NESSUN TELEFONINO SEGRETO

Poi c' è la storia del telefonino segreto. Non si può negare che la giornata, prima che si pronunciasse il gip, sia stata dominata da questa falsa notizia. È già accaduto in questi giorni che delle piste incredibili s'affacciassero alla ribalta della indagini - la «coppia diabolica», per dirne una -, ma stavolta vale la pena di raccontarla perché la storia, in un colpo solo, risolve almeno un paio di piccoli misteri.



Il telefonino «segreto» non è altro che il cellullare prestato all'inizio dell'estate da Veronica alla sua migliore amica, Carmela, 30 anni, che abita a Gela. Nessuno ne avrebbe saputo nulla se Carmela non fosse stata ovviamente intercettata durante queste indagini, se una sera sua madre non si fosse lasciata sfuggire: «Ma non è di questa Veronica il telefonino che ti hanno prestato?». I carabinieri hanno convocato Carmela e accertato, ovviamente dopo la morte di Loris, che quel telefonino era davvero di Veronica, ma utilizzato per diversi mesi con la sim personale di Carmela.

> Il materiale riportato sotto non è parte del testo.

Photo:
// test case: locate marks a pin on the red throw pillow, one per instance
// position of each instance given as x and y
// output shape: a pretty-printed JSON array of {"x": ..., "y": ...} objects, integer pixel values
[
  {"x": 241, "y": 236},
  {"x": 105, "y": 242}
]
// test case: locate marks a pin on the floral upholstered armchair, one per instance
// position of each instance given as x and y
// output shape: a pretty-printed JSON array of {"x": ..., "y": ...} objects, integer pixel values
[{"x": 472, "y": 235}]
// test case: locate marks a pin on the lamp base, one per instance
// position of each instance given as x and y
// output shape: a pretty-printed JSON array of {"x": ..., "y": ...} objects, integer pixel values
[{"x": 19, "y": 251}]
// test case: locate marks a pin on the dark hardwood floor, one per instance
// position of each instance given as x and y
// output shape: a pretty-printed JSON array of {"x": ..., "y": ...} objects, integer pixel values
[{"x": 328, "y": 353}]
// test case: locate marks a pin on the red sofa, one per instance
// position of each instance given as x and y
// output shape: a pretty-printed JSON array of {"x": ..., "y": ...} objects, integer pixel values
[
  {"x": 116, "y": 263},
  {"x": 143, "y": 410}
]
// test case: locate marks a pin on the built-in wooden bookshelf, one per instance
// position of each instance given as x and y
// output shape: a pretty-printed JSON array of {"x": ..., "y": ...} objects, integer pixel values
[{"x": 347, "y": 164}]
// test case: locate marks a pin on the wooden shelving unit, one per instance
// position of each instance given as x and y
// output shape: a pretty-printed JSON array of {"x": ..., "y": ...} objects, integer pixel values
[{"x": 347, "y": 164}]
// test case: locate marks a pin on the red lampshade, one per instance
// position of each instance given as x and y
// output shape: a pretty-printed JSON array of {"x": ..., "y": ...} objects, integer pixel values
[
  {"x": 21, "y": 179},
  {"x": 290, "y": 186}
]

E hanno risolto anche l'altro piccolo mistero. In quel telefonino ci sono davvero i video di Loris da piccolo, è lo stesso apparecchio di cui parla Antonella, la sorella di Carmela, quando racconta ai Carabinieri che «l'ha nascosto chissà dove». Dirà l'amica Carmela ai Carabinieri: «Ci sono dentro immagini di cui una mamma deve andare orgogliosa».